Some people are also concerned that it’s a matter of principle. If you don’t as a company _believe_ in free and open source, then why advertise and promote free software principles at all? If you do believe them; then why the hypocrisy? That’s a social element which basically boils down to fear being the greatest eroder of principle and it’s fear of being out-competed on the Ubuntu platform which keeps it closed.

I actually find this pretty insulting from the people that complain about it. Canonical gives out Ubuntu for free, provides 2 GB of free cloud storage which, mind you, is not forced on the user, and provides the client side in full open source.

The 2GB is a loss leader, it’s only partly there to improve the Ubuntu desktop as a feature. It’s a win-win and besides you couldn’t sell anyone music if they needed a paid for account first.

The thing that showed the worst side of UbuntuOne service was the decision to hide the purchased music folder instead of using a standard FreeDesktop.org sub folder for it. There were technical reasons and design reasons but I and others are still uncomfortable with the lack of access users have to their music files and the ability to move them out of the UbuntuOne cloud.

Actually, I think this would be a great idea for any cloud-based open source service – let the parties that participated in developing the server code keep it for a competitive advantage, and provide the client in full open source. It’s the service that’s important anyway, and this way you have a chance to recoup on your development costs by providing the service first for some time (until the other interested parties get their server code and modified client code ready).

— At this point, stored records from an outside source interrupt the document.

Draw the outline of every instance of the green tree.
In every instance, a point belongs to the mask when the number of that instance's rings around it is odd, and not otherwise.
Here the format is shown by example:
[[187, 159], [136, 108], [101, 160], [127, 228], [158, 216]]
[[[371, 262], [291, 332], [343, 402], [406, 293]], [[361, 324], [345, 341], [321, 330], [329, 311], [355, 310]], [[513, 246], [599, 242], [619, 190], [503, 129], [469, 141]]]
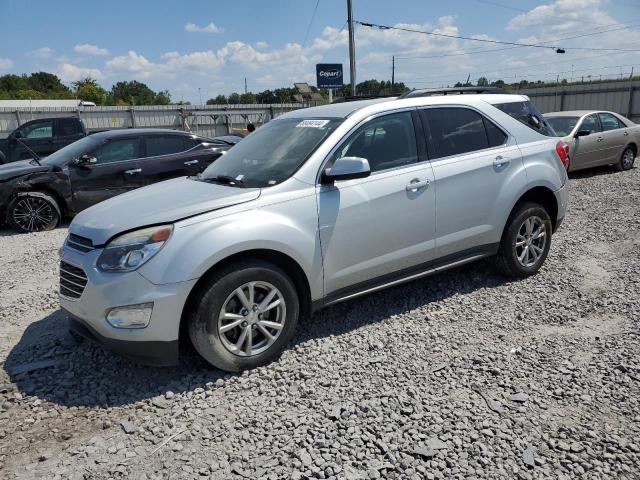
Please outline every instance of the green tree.
[[207, 105], [226, 105], [227, 103], [227, 97], [224, 95], [218, 95], [216, 98], [207, 100]]
[[240, 95], [240, 103], [242, 104], [256, 103], [256, 96], [251, 92], [243, 93], [242, 95]]
[[57, 75], [47, 72], [35, 72], [27, 77], [27, 83], [33, 90], [42, 93], [70, 94], [71, 89], [62, 83]]
[[85, 102], [93, 102], [96, 105], [104, 105], [107, 99], [107, 92], [98, 85], [98, 82], [91, 77], [83, 78], [73, 82], [76, 97]]
[[487, 77], [480, 77], [478, 79], [478, 86], [479, 87], [488, 87], [489, 86], [489, 80], [487, 80]]
[[231, 95], [229, 95], [228, 102], [231, 105], [237, 105], [238, 103], [240, 103], [240, 94], [233, 92]]
[[169, 90], [162, 90], [156, 94], [153, 102], [155, 105], [169, 105], [171, 103], [171, 94]]
[[108, 97], [111, 105], [153, 105], [155, 100], [156, 93], [137, 80], [116, 83]]
[[0, 77], [0, 90], [17, 92], [18, 90], [28, 90], [29, 88], [26, 75], [18, 76], [8, 74]]

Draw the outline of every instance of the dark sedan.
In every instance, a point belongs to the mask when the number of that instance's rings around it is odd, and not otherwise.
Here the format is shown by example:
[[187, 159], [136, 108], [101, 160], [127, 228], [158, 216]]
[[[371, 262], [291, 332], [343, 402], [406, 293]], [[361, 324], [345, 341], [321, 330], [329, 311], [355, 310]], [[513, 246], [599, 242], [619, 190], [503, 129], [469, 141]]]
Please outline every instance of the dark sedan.
[[163, 129], [112, 130], [84, 137], [45, 159], [0, 165], [0, 223], [50, 230], [63, 217], [135, 188], [196, 175], [233, 146]]

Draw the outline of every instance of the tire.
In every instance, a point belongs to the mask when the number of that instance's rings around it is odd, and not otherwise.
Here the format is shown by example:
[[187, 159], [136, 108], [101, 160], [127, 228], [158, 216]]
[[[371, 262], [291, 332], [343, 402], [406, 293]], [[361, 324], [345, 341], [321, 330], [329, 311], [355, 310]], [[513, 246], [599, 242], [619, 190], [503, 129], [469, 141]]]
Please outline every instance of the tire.
[[7, 163], [7, 156], [4, 154], [4, 152], [0, 152], [0, 165], [3, 165]]
[[61, 216], [56, 199], [42, 192], [16, 195], [7, 206], [7, 223], [21, 233], [53, 230]]
[[[254, 290], [253, 302], [248, 302], [250, 288]], [[244, 303], [237, 293], [240, 289]], [[276, 290], [274, 296], [266, 299], [272, 289]], [[188, 318], [189, 338], [202, 358], [221, 370], [239, 372], [271, 362], [296, 331], [298, 293], [289, 276], [272, 263], [256, 259], [228, 265], [197, 295]], [[259, 308], [278, 300], [275, 307]], [[225, 312], [229, 318], [223, 318]], [[265, 331], [274, 338], [268, 338]], [[253, 348], [249, 347], [250, 340]]]
[[631, 170], [633, 163], [636, 161], [636, 152], [631, 147], [627, 147], [620, 155], [620, 161], [614, 165], [614, 168], [619, 172], [624, 170]]
[[[536, 232], [542, 235], [536, 236]], [[536, 274], [549, 254], [551, 235], [551, 217], [542, 205], [533, 202], [516, 205], [500, 240], [498, 269], [516, 278]]]

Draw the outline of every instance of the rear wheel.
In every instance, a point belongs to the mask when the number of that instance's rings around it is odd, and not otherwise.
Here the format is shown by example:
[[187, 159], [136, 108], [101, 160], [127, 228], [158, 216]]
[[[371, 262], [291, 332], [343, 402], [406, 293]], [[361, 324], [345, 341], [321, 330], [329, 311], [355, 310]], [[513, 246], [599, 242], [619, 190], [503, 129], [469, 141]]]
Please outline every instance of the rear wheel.
[[60, 221], [60, 207], [51, 196], [28, 192], [16, 196], [7, 207], [7, 222], [18, 232], [53, 230]]
[[295, 333], [299, 311], [296, 288], [285, 272], [262, 260], [238, 262], [200, 290], [189, 337], [215, 367], [256, 368], [282, 352]]
[[627, 147], [620, 156], [620, 161], [614, 165], [616, 170], [631, 170], [633, 163], [636, 161], [636, 152], [631, 147]]
[[551, 218], [542, 205], [517, 205], [505, 226], [497, 266], [511, 277], [528, 277], [540, 270], [551, 247]]

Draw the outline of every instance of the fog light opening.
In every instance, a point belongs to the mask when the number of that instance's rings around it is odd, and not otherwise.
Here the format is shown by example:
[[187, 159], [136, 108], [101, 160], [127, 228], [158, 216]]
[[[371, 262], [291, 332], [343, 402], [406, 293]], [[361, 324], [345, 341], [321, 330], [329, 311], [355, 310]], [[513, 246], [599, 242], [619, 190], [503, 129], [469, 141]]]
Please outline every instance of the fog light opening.
[[115, 307], [107, 313], [107, 322], [114, 328], [145, 328], [151, 320], [153, 303]]

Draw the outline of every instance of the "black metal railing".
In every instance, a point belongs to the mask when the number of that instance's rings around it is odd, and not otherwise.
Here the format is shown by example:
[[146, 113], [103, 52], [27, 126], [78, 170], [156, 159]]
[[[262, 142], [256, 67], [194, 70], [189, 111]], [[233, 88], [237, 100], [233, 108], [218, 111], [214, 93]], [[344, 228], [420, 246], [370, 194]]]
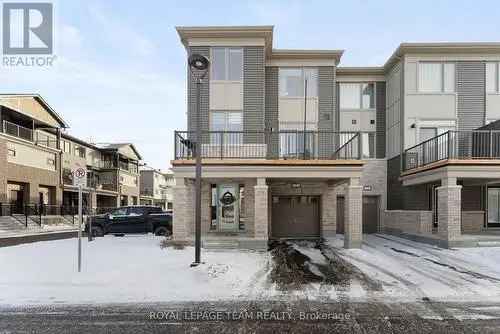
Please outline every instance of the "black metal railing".
[[[194, 159], [196, 133], [175, 131], [175, 160]], [[208, 159], [369, 159], [374, 132], [202, 131], [201, 157]]]
[[500, 159], [500, 131], [450, 130], [419, 143], [403, 154], [403, 170], [456, 159]]
[[14, 137], [33, 141], [33, 129], [9, 121], [3, 121], [3, 132]]
[[[116, 207], [82, 207], [83, 215], [96, 215], [109, 213]], [[75, 224], [78, 220], [78, 206], [74, 205], [50, 205], [50, 204], [17, 204], [0, 203], [0, 216], [11, 216], [26, 228], [30, 222], [42, 225], [42, 217], [61, 216], [67, 222]]]

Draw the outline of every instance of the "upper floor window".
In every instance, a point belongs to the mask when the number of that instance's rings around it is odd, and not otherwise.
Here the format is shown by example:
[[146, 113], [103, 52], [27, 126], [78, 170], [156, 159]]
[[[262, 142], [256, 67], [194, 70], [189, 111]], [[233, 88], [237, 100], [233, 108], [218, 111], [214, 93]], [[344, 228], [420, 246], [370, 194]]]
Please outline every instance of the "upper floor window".
[[243, 80], [243, 49], [212, 48], [212, 80]]
[[500, 63], [486, 63], [486, 92], [500, 93]]
[[341, 83], [340, 109], [375, 109], [375, 84]]
[[418, 91], [452, 93], [455, 91], [454, 63], [419, 63]]
[[75, 145], [75, 156], [85, 158], [85, 147]]
[[280, 96], [304, 97], [307, 81], [307, 97], [318, 96], [318, 69], [316, 68], [280, 68]]

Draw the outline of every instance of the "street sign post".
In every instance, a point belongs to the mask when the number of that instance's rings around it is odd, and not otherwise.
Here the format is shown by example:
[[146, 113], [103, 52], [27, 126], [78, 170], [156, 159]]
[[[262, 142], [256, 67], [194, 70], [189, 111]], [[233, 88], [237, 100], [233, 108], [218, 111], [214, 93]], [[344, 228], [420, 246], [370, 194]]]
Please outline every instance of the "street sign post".
[[87, 186], [87, 170], [77, 167], [72, 171], [73, 185], [78, 187], [78, 272], [82, 270], [82, 189]]

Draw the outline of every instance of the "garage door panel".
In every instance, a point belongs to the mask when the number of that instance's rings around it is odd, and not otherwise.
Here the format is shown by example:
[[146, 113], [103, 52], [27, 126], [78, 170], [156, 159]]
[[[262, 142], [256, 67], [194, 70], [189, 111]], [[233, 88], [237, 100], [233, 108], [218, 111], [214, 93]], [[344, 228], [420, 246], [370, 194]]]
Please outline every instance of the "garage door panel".
[[272, 236], [319, 237], [317, 196], [273, 196]]

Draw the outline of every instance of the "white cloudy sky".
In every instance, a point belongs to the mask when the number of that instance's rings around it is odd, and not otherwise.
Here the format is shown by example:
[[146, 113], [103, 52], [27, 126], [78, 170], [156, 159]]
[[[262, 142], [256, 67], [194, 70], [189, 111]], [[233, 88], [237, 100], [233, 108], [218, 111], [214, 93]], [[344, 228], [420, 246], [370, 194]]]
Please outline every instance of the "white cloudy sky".
[[52, 68], [0, 66], [2, 93], [40, 93], [94, 142], [133, 142], [168, 168], [185, 128], [185, 51], [176, 25], [275, 25], [274, 47], [345, 49], [381, 65], [404, 41], [500, 41], [496, 1], [54, 1]]

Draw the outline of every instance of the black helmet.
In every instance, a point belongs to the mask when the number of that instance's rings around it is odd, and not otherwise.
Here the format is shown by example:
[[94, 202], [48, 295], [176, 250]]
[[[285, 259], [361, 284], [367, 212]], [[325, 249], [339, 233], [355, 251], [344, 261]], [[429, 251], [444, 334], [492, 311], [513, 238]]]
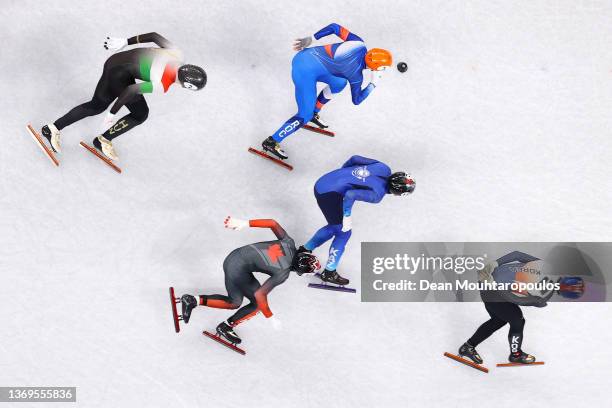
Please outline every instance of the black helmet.
[[316, 256], [309, 252], [298, 252], [293, 258], [292, 269], [298, 274], [314, 273], [321, 268]]
[[403, 171], [398, 171], [389, 176], [389, 192], [396, 196], [412, 194], [416, 187], [414, 178]]
[[190, 84], [199, 91], [206, 85], [206, 72], [197, 65], [186, 64], [178, 69], [178, 79], [183, 87]]

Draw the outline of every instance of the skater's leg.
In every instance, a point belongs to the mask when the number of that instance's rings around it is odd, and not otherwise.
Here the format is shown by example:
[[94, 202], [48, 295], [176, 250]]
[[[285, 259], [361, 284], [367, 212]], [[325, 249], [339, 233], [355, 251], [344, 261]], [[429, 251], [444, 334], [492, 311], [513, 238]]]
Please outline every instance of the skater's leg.
[[335, 94], [342, 92], [342, 90], [346, 87], [348, 81], [344, 78], [340, 78], [333, 75], [325, 75], [322, 78], [318, 78], [320, 82], [324, 82], [327, 84], [325, 88], [319, 93], [317, 97], [317, 102], [315, 105], [315, 113], [319, 113], [323, 106], [329, 102]]
[[200, 295], [201, 306], [214, 307], [216, 309], [238, 309], [242, 304], [243, 294], [241, 280], [246, 275], [243, 273], [244, 262], [237, 252], [231, 252], [223, 261], [223, 273], [225, 274], [225, 295]]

I’m generally not fond of cloud based services, I think they’re needlessly grabby with people’s data and access rights. The first priority must be for the user to weigh up the cost of doing it themselves with the cost of loosing control. The one good thing I can say about online services is that general users tend to recognise that trade-off better than with normal software.

It’s frustrating that users consider a lack of control over their own computer to be something to be agreeably ignorant about. Users weighing up and making an informed decision about how to solve a practical immediate problem with a solution that may have bad long term implications is better. At least with online services it’s more likely users will be burned earlier and in a recognisable way that makes them cautious.

What are you thoughts dear reader?

1 I’d be happier if Canonical just asked for money to work on user feature requests and bugs, but hey I’m just not in a majority on that thinking yet.
2 A known bone of contention; general thinking is that creating space for a marketplace is a good thing that attracts investment. But I feel sometimes that Canonical is more concerned with filling all holes with it’s own services than opening up the market and really benefiting Ubuntu.